Friday, March 22, 2013

Poem: Joseph

I'd love some direction on this's another old one, edited, re-edited, and sort of hovering in uncertainty..I'm not sure if I've edited into complete confusion - just a collection of images that go nowhere. So let me sort of a gentle way. Thanks!


Mumble your prayers, father;
     I know
those hands call up lilies like songs.

Keep watch. Hold
    your almond-
eyes still. 

I wait on you.

Unsteady tonight -
    again my toes
       trace - awkwardly bright,
whore’s red and swollen
        cold -
along the crack between us
        that grows.


  1. I love the first half. Especially the opening triad. So beautiful.

    The second half is good, too, but the word whore jumps out at me and leaves the rest in comparative obscurity. And I'm interpreting it, after a few reads, as sort of a 'pray for me, St. Joseph, I'm breaking away' idea... is that what you had in mind?... or, since it's poetry, close enough? ;)

  2. Jenna, yes! sort of an intercession-y type poem..I'm glad it's see-able :) Do you think the word 'whore' is too much of a distraction then, I really want it to work, but I think I Feel closer to you on it - that it jumps out and sort of takes the reader out of the poem.

    Thanks :)

    1. Hmmm... I think the thing is, it's a strong word. If you want to use it, you might try strengthening the words around it to match, give it a little more context. Right now, it's the only overt clue that this isn't just a "gosh, St. Joseph, I'm having a rough day" prayer, it's a "save my soul, it's drifting hellward!!"

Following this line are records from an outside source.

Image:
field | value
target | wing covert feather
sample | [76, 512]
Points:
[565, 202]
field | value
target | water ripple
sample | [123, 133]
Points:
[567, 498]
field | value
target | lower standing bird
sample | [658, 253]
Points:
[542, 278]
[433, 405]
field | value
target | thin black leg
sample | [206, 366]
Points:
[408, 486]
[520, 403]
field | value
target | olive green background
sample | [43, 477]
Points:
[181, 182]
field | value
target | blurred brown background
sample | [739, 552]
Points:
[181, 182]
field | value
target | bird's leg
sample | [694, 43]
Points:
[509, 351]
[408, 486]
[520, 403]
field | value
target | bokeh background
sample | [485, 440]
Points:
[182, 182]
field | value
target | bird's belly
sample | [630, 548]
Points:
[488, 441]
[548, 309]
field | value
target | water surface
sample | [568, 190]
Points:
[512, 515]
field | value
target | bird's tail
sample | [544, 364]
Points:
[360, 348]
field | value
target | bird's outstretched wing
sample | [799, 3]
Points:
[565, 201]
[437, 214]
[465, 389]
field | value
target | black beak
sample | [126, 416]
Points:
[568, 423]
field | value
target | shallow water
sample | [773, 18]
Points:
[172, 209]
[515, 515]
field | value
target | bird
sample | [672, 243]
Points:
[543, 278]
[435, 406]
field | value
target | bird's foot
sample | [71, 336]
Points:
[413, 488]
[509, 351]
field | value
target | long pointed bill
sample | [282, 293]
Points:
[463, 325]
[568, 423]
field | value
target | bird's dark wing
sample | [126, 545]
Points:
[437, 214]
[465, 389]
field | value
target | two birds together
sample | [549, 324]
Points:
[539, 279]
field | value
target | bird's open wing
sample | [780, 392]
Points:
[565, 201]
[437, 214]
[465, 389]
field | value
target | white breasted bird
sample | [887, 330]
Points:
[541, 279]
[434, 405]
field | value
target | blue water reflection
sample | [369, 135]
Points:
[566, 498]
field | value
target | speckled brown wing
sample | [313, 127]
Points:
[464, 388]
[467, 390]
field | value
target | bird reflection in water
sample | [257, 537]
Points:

      So, you've got 'the crack between us/ That grows'... you might try something heavier, like 'the smoking fissure' or 'the abyssal cleft' (can you tell I'm an adjective fiend? :P) And earlier, 'unsteady tonight'--you could find a stronger word to replace 'unsteady'. 'Unstable tonight/ I lurch, my toes/ trace...' Brainstorming here, but you get the idea.

      Best of luck! I'd love to see the finished piece. :) In the meantime, have a blessed Holy Thursday!